Of course, biracial people are forced to grapple with the fact that they have two racial identities to explore, but despite coming from two different races, most biracial people who are mixed with black are seen simply as black. Sure, Bow’s younger sister can choose to dress like Madonna and eat lunch with the white kids, but the show fails to mention that no matter how she dresses, her, Bow, and their brother will never be seen as white. So why is the show creating a metaphor for choosing the white kids or the black kids as if it’s a simple either/or decision in their new world?

The only voice of reason seems to come from Aunt Dee Dee, who delivers a comedic reality check to Bow’s parents, who both claim to be “above race”, telling them that not only is that a very “white” statement, but also their children don’t get to decide if they want to be black or white because America already decided for them.
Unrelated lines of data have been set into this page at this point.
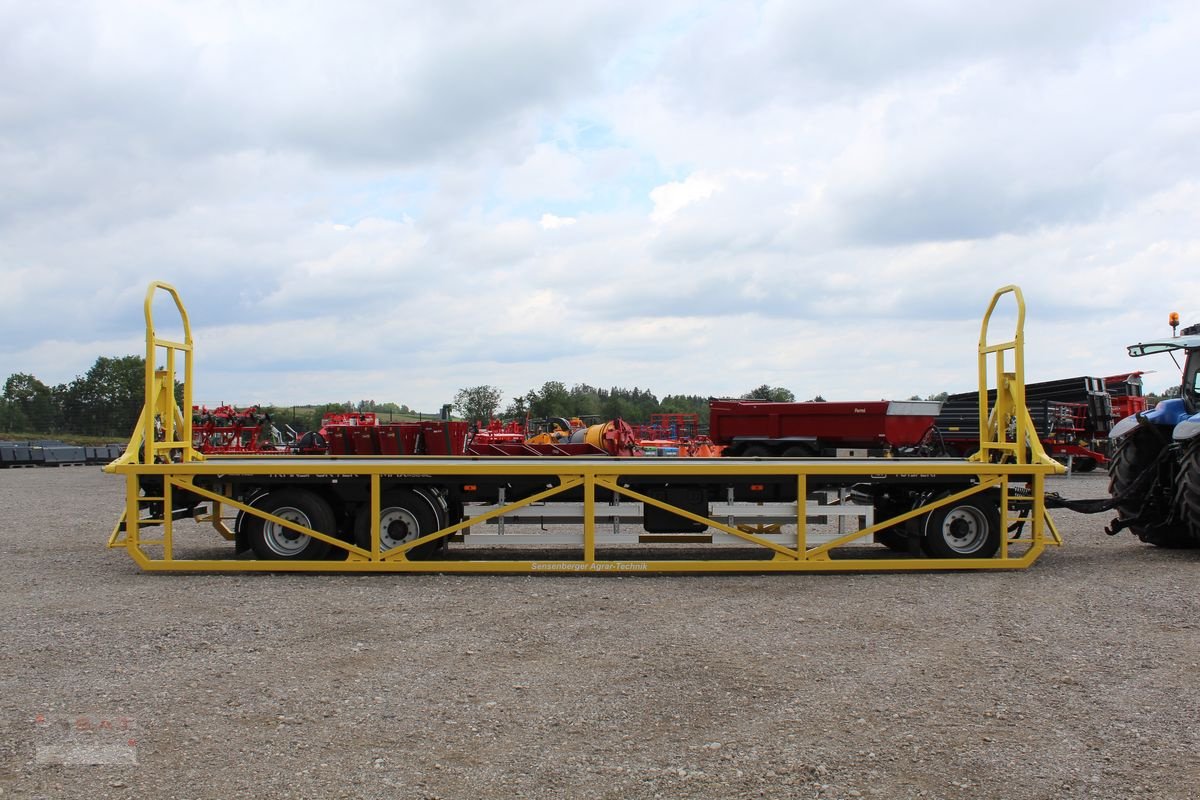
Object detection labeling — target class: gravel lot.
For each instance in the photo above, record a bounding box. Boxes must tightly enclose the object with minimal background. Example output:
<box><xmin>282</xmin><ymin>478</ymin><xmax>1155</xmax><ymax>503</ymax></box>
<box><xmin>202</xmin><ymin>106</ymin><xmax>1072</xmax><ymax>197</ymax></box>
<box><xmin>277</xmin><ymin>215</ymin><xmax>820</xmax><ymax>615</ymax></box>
<box><xmin>0</xmin><ymin>468</ymin><xmax>1200</xmax><ymax>800</ymax></box>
Her message rings true, but her credibility is lost when she casually jokes that their Kumbaya foolishness back at their ”little Jonestown commune” won’t work in the real world.
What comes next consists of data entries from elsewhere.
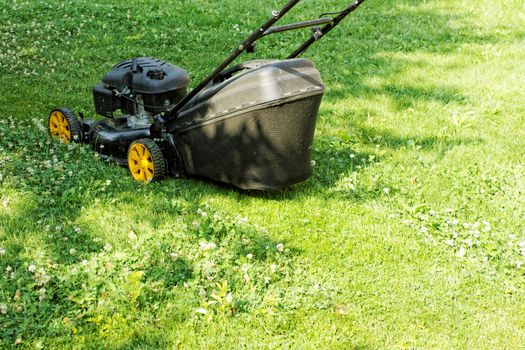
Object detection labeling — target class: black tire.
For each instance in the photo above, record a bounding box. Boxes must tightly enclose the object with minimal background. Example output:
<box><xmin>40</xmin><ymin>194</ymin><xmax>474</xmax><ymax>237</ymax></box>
<box><xmin>128</xmin><ymin>139</ymin><xmax>166</xmax><ymax>183</ymax></box>
<box><xmin>47</xmin><ymin>107</ymin><xmax>82</xmax><ymax>143</ymax></box>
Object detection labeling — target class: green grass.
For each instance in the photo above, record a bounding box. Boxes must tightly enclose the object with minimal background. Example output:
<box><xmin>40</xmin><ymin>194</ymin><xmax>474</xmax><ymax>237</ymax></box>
<box><xmin>0</xmin><ymin>0</ymin><xmax>525</xmax><ymax>349</ymax></box>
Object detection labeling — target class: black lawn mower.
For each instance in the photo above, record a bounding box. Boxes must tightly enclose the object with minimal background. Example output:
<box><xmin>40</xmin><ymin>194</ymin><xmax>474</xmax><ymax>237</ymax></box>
<box><xmin>49</xmin><ymin>0</ymin><xmax>365</xmax><ymax>190</ymax></box>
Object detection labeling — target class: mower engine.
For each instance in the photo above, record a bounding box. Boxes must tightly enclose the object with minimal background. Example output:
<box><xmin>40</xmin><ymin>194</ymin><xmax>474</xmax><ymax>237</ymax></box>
<box><xmin>86</xmin><ymin>57</ymin><xmax>190</xmax><ymax>165</ymax></box>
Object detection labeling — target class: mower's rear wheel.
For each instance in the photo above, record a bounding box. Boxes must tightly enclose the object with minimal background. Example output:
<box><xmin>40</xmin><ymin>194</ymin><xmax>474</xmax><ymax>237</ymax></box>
<box><xmin>128</xmin><ymin>139</ymin><xmax>166</xmax><ymax>183</ymax></box>
<box><xmin>48</xmin><ymin>108</ymin><xmax>82</xmax><ymax>143</ymax></box>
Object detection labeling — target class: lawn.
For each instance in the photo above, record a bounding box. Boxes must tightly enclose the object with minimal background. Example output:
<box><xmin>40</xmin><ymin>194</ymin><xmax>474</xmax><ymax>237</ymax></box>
<box><xmin>0</xmin><ymin>0</ymin><xmax>525</xmax><ymax>349</ymax></box>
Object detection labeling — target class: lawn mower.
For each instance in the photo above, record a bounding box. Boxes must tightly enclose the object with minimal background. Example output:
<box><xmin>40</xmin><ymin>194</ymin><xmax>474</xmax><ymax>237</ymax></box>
<box><xmin>49</xmin><ymin>0</ymin><xmax>364</xmax><ymax>190</ymax></box>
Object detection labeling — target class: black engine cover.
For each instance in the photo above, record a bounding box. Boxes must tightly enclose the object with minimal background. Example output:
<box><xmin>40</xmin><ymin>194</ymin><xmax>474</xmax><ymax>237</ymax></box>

While the comment was short and in passing, it further demonstrates the superficial discussion on race the show has been going with, in addition to it being simply racially insensitive. 

The joke, which was in reference to the Jonestown massacre, one of the largest suicide-massacres in American history where nearly 900 (mostly black) people died of cyanide poisoning, was probably intentionally given to the humorous black female character who is supposed to be the most cognizant about race in order to soften the harsh reality of it. But the fact that the show so far has reduced Aunt Dee Dee’s character to a stereotype, alluding to the fact that her personality matches that of a typical TSA agent, only makes it more offensive. 


So far the show seems to veer toward staying light with surface-level definitions on terms like affirmative action, which should be common knowledge at this point, rather than go further and explain a joke that was probably only approved because of who was delivering it. 

The show has its moments where the messages aren’t offensive or being sugar-coated, though. For example, when Bow’s mother finally pops the imaginary bubble her and Bow’s father have been trying to maintain since leaving the commune. She explains that her return to the working world is not changing who she is; instead, she is adapting to her environment because both her and the kids will not be treated the same as he will as a white man. 

Her struggles at work, including micro-aggressions (which, by the way, are very real and very frustrating) from her white, male co-workers are also highlighted. Many people still don’t know what micro-aggressions are, or at least how they manifest, and those scenes expose the subtleties of them at play. 

When it comes to the kids experiences at school navigating race, however, the writers can’t help but resort to dragging out Bow’s oversimplified decision to choose sides, attaching racial stereotypes along the way. One scene in particular shows Bow in the hallway alone when she sees a fight break out between a white student and a black student. 

When a teacher asks her to reveal who started the fight, a scenario is shown where Al Sharpton’s voice booms through the overhead speakers, outcasting her from the black community in the case that she blames the black girl and conversely, an announcement from Ronald Reagan, rejecting her from the white community if she blames the white girl. While the scene is funny, it makes it seem like Bow’s black features hold no weight, as if her being half black has no effect on which side she chooses. As if racial politics don’t also exist within the walls of a school. 

While both Black-ish and Mixed-ish are supposed to be comedies, Black-ish has now mastered the balance of sparking honest conversations about race with relatable and funny delivery. While it’s still in its early stages, Mixed-ish will have to provide more nuanced content to balance its airy, cheerful overtone in order to match the success of the original. The good news is that there’s a whole season ahead for it to prove itself.